Les analyses climatiques portent sur la période 1979 - 2020 (Source : Agri4Cast, JRC)

  • Les températures annuelles :

La hausse tendancielle des températures annuelles se confirme localement sur la période d'analyse, à l'image de la situation plus générale en France. Cette hausse concerne tous les paramètres (températures moyennes, minimales et maximales) et provoque ici des dégâts sur les fruitiers (voir plus bas). On observe également une hausse des jours chauds (> 25°C) et des jours très chauds (> 30°C).

  • La sécheresse :

Voici deux graphiques pour illustrer la sécheresse déclarée par Philippe Garlenq de juin à septembre. Le déficit hydrique est la différence entre les précipitations et l'évapotranspiration des cultures, donc grossièrement la différence entre les entrées et sorties d'eau. C'est un bon indicateur pour caractériser la sécheresse. Ici, sur les deux graphiques, on observe que la tendance sur les 30 dernières années n'est pas un assèchement, au contraire. Les précipitations ont augmenté et le déficit hydrique a diminué. Si on sépare mois par mois, la même tendance apparait. Ainsi, la sécheresse estivale ne se remarque pas avec ces graphiques. On peut supposer que cet aléa s'illustre par plusieurs jours/semaines sèches, compensées par de courts épisodes de fortes pluies.  Sur les dernières années, on remarque moins de pluies depuis 2017. D'après les projections (voir plus bas), la tendance de ces quatre années se poursuivra les années à venir.

 

  • Le gel printanier :

Ce graphique présente le nombre de jours de gel tardif en avril, la période indiquée par Philippe Garlenq. On remarque sur celui-ci que la tendance est à la baisse, mais que les années de gel indiquées par l'agriculteur (de 2014 à 2020) sont représentées, sauf pour 2014. On peut donc supposer des différences dues au territoire : le gel subit de 2014 par Les Vergers de l'Aveyron n'a pas dû avoir lieu à la station météo de la zone. Dans tous les cas, d'après les déclarations de l'agriculteur et le graphique, on ne peut pas conclure à une augmentation du gel tardif sur les 40 dernières années, mais effectivement il n'y a pas eu une année sans gel depuis 2015. Le graphique suivant, qui présente l'évolution des températures minimales d'avril et mai, va également dans ce sens.

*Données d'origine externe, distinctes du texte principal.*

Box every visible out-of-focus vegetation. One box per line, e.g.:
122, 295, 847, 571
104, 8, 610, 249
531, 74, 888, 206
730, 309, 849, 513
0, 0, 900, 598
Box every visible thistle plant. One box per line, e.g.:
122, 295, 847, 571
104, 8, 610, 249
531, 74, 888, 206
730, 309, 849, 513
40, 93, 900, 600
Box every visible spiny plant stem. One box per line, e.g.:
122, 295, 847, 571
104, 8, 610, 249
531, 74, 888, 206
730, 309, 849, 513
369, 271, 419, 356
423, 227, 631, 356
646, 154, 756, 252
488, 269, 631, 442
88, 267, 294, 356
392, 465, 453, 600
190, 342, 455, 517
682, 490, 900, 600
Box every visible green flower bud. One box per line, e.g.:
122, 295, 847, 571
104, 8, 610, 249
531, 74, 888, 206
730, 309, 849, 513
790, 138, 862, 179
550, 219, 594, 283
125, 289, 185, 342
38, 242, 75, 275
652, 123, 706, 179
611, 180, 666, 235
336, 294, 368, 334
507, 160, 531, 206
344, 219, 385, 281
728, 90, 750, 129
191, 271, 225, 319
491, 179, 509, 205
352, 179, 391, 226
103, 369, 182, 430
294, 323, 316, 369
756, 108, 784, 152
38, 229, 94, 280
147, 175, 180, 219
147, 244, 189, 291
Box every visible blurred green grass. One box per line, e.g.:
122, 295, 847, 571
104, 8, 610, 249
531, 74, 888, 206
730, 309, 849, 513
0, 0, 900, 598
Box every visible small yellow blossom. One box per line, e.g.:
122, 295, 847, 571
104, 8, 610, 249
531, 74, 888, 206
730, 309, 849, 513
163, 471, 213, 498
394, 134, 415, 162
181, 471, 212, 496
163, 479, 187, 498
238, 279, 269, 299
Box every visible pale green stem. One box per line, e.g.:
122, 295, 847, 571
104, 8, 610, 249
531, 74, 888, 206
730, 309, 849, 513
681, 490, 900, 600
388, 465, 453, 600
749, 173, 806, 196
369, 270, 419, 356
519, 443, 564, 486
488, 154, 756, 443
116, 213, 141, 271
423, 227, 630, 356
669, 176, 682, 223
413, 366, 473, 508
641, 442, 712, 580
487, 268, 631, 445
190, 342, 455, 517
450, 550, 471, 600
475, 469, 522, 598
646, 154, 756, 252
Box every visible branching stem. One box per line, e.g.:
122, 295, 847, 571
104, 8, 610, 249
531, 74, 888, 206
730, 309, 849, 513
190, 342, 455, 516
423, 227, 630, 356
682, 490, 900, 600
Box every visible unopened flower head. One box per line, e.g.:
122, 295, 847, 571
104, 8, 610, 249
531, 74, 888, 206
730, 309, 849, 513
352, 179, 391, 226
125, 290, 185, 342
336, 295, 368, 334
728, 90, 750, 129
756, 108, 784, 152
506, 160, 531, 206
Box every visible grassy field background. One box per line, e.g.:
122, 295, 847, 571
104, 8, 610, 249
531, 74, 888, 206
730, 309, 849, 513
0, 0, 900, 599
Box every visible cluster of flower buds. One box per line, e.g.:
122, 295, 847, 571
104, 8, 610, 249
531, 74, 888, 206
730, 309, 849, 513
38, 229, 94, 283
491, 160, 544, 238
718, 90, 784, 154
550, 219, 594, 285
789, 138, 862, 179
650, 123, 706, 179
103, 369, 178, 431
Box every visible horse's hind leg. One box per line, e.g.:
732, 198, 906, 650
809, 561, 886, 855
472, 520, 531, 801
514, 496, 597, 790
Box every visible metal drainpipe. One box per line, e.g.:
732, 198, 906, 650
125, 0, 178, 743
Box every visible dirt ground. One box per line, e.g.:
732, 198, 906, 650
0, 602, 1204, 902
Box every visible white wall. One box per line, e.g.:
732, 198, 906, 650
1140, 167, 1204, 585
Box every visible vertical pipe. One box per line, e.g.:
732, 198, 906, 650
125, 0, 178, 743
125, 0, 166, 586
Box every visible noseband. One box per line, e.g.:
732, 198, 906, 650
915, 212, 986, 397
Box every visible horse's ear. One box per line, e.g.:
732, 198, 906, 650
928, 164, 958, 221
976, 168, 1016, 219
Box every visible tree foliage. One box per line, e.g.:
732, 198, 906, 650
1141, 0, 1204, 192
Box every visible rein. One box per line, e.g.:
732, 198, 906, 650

  • Sécheresse et fortes températures : Ces deux aléas sont liés et l'un renforce les impacts de l'autre. Tous les arbres fruitiers de l'exploitation sont touchés (abricots, mirabelle, cerise, pomme). Les impacts se font d'autant plus ressentir car les variétés cultivées sur l'exploitation sont des variétés à faible rendement, qui privilégient la qualité gustative et qui sont peu tolérantes à la sécheresse et la chaleur. Ainsi, les arbres voient leur croissance réduites (les nouveaux vergers sont plus petits), les fruits également : le calibre diminue, notamment sur cerise où la petite taille est la plus problématique. Des tâches apparaissent sur les fruits (mirabelle), dues à la forte amplitude thermique (différence température jour/nuit). Enfin, ces conditions climatiques favorisent des attaques d'insectes plus fréquentes, et des nouveaux ravageurs apparaissent (dont des forficules, et la Drosophila suzukii).
  • Gel : La floraison des fruitiers est plus précoce car les hivers sont plus doux. Ainsi, les gels tardifs sont d'autant plus problématiques, car détruisent les fleurs déjà sorties. Les arbres les plus impactés par le gel sont les abricotiers. Depuis 2014, toutes les fleurs ont été détruites par le gel tardif, il n'a a pas eu de production d'abricots pendant 6 ans.   

 

Quelles évolutions climatiques à venir localement ?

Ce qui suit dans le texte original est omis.